Carmelo Anthony is always under the microscope. It is the New York Knicks after all. But it seems Anthony suffers more than the usual scrutiny—more than, say, Patrick Ewing under somewhat similar circumstances.
Why is that? What does Carmelo have to do to meet the expectations of the Knicks and fans alike?
Anthony has been in town less than two full years, one of which strike-shortened, on three mostly different starting rosters.
In 27 games the year of the trade, Melo had five double-doubles and a triple-double. Last year, he had six double-doubles, three triple-doubles and scored 35 or more points 10 times (in just 55 games).
He picked up for Amar’e Stoudemire in both the 2011 and 2012 postseasons, when STAT hit the bench with back and fire-extinguisher injuries.
Then, Anthony delivered the Knicks' first playoff win in 11 years with a 41-point performance against the Miami Heat, 89-87.
And we haven’t gotten to 2012-13 yet—what is turning out to be a career year for Anthony.
He’s at 27.6 points per game, the second-best scorer in the league, and not by much (Kevin Durant, 28.3). Anthony has already scored 40 or more points five times and he’s hitting more three-pointers than ever.
For the first half of the season, Anthony’s name was rightfully a part of the MVP discussion; he was the unquestioned leader of the first-place Knicks.
And he is the primary reason New York is still a hold of the best, most-reasonable preseason expectation: the No. 2 seed. That’s the Eastern pinnacle for any team other than the Miami Heat.

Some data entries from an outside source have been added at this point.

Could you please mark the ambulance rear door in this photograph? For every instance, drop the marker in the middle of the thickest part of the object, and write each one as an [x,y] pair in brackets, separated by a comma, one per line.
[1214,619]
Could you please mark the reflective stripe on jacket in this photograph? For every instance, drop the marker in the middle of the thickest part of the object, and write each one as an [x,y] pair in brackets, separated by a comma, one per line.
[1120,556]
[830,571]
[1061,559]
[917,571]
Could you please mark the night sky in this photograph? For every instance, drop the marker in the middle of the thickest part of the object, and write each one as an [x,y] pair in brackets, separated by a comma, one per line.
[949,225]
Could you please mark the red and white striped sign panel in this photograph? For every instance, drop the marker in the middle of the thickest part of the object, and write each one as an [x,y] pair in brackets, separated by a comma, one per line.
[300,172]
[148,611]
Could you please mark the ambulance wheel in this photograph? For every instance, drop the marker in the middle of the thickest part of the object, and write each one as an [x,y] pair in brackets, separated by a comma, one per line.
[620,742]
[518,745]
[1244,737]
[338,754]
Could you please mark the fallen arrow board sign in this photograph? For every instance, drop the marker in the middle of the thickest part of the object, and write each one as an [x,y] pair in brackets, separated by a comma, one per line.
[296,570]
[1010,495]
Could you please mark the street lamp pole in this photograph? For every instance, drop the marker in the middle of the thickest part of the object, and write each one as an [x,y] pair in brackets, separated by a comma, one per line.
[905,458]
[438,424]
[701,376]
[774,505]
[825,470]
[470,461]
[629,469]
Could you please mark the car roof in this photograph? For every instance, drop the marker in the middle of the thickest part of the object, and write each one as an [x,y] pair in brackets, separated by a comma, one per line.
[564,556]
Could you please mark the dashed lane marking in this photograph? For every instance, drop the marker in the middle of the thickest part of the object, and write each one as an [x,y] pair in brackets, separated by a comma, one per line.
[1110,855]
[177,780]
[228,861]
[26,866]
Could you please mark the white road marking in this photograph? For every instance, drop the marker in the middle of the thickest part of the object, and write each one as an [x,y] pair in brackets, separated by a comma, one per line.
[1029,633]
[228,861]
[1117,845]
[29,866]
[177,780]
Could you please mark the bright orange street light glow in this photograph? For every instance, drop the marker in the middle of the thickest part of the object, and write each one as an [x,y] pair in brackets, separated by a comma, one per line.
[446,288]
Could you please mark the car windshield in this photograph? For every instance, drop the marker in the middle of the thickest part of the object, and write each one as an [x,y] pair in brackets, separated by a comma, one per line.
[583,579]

Yet, so often you hear fans barking that the Knicks are better without Carmelo Anthony.
This just isn’t true. Things may not be ideal all the time, but it is hard to believe a season without Anthony would produce the high team standing we see today. The difference without him would eventually reveal itself in the team’s inconsistency over time, as cbssports.com pinpoints:
Without Anthony, the Knicks simply don’t have enough talent to score consistently. I don’t care how well the ball moves. If not one person on the court can create their own shot (and shoot at a decent percentage—looking at you, J.R. Smith), the team is going to have trouble scoring.

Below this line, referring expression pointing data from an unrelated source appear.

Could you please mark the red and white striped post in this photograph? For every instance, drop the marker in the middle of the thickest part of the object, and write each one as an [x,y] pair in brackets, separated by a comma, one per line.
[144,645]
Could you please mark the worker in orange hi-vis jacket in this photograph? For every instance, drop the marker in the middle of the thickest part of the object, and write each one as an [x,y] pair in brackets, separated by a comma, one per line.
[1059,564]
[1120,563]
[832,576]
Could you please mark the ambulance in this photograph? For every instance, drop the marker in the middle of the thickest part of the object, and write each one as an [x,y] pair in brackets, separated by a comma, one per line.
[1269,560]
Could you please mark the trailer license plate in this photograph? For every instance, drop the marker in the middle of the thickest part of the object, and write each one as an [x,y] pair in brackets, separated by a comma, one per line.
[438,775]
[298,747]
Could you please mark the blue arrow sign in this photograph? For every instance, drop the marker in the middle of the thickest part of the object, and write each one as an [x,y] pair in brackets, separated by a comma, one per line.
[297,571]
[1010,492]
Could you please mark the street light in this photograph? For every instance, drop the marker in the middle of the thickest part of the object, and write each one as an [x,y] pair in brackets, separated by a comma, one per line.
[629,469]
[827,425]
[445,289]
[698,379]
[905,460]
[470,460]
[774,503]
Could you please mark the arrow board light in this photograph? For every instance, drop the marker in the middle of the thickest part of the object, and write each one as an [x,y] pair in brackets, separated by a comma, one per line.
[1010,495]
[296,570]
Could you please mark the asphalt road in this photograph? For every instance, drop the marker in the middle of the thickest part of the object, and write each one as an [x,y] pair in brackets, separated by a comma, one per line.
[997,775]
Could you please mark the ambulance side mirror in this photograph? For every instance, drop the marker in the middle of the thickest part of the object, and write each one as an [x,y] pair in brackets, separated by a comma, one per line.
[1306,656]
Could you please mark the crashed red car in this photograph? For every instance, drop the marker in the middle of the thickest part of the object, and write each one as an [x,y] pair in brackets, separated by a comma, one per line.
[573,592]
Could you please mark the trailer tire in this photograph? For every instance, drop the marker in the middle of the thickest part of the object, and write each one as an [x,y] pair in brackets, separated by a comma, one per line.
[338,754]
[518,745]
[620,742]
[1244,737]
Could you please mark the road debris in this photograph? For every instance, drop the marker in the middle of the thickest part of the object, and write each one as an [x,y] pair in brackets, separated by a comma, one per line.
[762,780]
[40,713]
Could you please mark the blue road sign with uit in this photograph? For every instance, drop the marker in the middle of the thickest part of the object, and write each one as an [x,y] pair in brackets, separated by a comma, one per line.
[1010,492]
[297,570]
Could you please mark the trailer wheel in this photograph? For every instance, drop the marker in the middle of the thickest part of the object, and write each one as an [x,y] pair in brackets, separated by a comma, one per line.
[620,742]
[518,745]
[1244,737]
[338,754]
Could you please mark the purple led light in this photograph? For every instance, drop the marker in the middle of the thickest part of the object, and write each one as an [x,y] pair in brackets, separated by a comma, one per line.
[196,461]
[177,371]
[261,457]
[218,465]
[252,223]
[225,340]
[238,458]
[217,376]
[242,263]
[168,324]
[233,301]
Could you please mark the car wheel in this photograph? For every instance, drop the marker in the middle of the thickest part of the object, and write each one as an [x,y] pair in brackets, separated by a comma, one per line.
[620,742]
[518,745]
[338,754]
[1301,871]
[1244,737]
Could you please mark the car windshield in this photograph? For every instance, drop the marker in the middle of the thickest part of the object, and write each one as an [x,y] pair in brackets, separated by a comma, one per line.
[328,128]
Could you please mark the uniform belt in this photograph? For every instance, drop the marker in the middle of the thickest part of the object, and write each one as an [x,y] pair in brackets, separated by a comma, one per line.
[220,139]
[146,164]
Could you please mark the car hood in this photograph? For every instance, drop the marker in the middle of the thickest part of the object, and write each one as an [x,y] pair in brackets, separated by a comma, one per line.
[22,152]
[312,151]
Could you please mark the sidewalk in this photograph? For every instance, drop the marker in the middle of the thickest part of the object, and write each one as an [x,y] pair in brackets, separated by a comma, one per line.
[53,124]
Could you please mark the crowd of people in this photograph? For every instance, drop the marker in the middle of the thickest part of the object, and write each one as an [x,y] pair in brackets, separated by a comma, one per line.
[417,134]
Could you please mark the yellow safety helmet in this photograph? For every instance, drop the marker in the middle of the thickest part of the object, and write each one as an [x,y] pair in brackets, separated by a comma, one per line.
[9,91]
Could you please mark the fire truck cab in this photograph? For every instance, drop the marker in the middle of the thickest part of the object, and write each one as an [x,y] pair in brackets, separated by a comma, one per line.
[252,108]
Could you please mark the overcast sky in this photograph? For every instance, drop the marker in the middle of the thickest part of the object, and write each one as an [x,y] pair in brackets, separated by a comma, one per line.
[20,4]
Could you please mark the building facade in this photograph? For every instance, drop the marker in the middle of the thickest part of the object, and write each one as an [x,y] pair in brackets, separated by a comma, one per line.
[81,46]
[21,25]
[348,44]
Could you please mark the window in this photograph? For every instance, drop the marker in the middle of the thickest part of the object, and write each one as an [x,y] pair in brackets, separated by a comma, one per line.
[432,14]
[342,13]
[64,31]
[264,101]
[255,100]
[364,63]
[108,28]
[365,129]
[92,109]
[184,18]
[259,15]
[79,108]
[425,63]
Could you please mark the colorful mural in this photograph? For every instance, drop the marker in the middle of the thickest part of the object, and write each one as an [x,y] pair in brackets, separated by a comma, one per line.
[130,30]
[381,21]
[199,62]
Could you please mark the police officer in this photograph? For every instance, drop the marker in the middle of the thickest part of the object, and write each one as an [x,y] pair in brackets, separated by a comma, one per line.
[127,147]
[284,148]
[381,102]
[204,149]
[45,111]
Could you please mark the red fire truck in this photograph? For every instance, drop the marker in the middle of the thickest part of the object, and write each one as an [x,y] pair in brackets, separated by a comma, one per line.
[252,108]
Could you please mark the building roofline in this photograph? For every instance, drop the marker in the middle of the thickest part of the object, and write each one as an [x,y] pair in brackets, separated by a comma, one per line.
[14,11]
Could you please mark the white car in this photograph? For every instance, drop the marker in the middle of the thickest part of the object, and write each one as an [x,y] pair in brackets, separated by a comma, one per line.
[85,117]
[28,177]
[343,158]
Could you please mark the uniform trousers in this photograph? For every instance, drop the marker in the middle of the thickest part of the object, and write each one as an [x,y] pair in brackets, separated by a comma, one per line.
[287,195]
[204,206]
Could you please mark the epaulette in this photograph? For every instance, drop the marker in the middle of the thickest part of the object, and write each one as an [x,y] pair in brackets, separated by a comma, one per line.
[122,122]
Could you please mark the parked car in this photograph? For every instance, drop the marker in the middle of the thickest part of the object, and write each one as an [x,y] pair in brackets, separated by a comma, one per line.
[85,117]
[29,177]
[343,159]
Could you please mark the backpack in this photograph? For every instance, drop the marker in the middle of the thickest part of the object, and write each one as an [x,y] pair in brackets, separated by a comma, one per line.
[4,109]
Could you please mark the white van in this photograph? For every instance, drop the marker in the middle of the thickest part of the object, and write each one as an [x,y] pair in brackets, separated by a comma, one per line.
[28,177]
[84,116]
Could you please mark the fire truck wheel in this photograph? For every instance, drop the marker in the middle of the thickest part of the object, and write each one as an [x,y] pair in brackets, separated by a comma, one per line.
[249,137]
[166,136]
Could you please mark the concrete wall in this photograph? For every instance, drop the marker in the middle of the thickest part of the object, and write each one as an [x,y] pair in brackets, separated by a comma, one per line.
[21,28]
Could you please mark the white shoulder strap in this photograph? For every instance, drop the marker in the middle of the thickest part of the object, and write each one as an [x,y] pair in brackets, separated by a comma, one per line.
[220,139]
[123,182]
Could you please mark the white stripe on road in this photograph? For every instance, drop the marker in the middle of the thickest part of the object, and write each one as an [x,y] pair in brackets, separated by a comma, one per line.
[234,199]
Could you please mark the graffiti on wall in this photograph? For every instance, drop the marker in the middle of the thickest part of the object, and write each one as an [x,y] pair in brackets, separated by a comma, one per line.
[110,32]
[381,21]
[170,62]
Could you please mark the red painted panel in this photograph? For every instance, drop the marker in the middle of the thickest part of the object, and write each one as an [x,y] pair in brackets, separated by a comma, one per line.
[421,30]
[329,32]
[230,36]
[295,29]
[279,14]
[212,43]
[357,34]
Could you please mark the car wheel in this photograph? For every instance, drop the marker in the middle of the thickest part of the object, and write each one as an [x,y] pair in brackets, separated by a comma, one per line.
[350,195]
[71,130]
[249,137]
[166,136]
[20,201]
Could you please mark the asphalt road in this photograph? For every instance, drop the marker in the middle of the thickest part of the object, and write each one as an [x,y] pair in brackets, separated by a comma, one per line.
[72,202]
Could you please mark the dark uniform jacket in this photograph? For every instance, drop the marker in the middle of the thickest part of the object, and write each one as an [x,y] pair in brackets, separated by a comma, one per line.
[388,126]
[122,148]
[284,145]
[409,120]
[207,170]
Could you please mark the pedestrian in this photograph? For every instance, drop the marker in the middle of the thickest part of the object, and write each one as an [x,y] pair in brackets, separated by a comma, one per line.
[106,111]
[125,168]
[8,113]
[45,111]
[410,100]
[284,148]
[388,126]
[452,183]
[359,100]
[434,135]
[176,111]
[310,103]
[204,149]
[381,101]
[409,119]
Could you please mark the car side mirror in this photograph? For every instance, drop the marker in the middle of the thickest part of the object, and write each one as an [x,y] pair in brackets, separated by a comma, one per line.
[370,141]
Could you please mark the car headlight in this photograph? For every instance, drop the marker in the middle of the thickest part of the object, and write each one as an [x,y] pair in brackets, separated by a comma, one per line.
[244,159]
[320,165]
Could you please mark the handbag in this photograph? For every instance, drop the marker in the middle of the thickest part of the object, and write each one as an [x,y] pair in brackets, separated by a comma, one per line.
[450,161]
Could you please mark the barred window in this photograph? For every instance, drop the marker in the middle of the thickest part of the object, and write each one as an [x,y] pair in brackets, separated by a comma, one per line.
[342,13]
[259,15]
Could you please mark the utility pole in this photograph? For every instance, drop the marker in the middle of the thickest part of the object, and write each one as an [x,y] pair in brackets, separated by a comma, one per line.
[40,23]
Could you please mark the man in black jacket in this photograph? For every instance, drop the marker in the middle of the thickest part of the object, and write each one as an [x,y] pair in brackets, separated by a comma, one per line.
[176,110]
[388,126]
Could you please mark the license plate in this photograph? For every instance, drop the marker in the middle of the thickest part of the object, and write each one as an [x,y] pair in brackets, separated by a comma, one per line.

Of course, the Knicks will win games without Anthony and some big ones too (that second Heat game, for instance), but the win total over a season would falter.
Factor in the routine annual injuries on any roster and you see that not only would the Knicks miss Anthony, but occasionally, important role players would be assumed to pick up the slack, too.
Today’s smart-phone and multitasking-digital fan wants immediate results more than ever, and that is working against Anthony. Also, the Knicks did trade half their likable roster to get him. These two factors have created a backlash not seen towards Ewing in his first years.
No. 1 draft pick Ewing was as homegrown as it gets in the NBA and the Knicks gave up nothing to get him.
Ewing and Anthony came to teams that were coming off recent terrible seasons. By the same 2-3 year mark, both had one playoff win.
Similar, but again, the patience with Anthony is much thinner: he is a carpetbagger of sorts that was responsible for gutting Knicks Resurgent Team v1.0. And so, the expectations are higher. The clock is ticking on Anthony’s salary cap-crippling contract, as well.
All of this has created a higher bar for Anthony. As good a season as he (and New York) is having, there are several things he can do to reach it.
Carmelo-isolation has been singled out ad nauseam as the biggest problem with Anthony’s game and the one that stifles fluid offense. That is true, but in all reality, the Knicks are probably going to have to accept it.
Anthony has been particularly greedy this year, posting the worst assists per game of his career—a measly 2.6. With a number that low, it takes little to make a noticeable improvement.
Maybe he can get that up to 3.5? He won’t get past that. Despite the outcry, Anthony’s assists are not going to be game-changers anyway.
He might at least meet some fans’ needs if he flashes a little more pass, but as the beginning of the season proved, the Knicks do fine if a healthy backcourt controls the play.
There are a few other things Carmelo can do to improve his individual game—he could take fewer shots and play consistent (if not great) defense.
But, in the end, there is only one thing Carmelo Anthony must do to meet expectations for the NY Knicks, and it is the only thing fans care about.
A championship notwithstanding, Anthony must take the Knicks into Round 2 (Eastern Semifinals) this year. Depending on who they face then, expectations may be to take New York into the Eastern Finals.
With the Heat off the charts, it is hard to expect much more.
As for next year? The expectations will be higher.
All Stats used in this article are accurate as of March 29, 2013.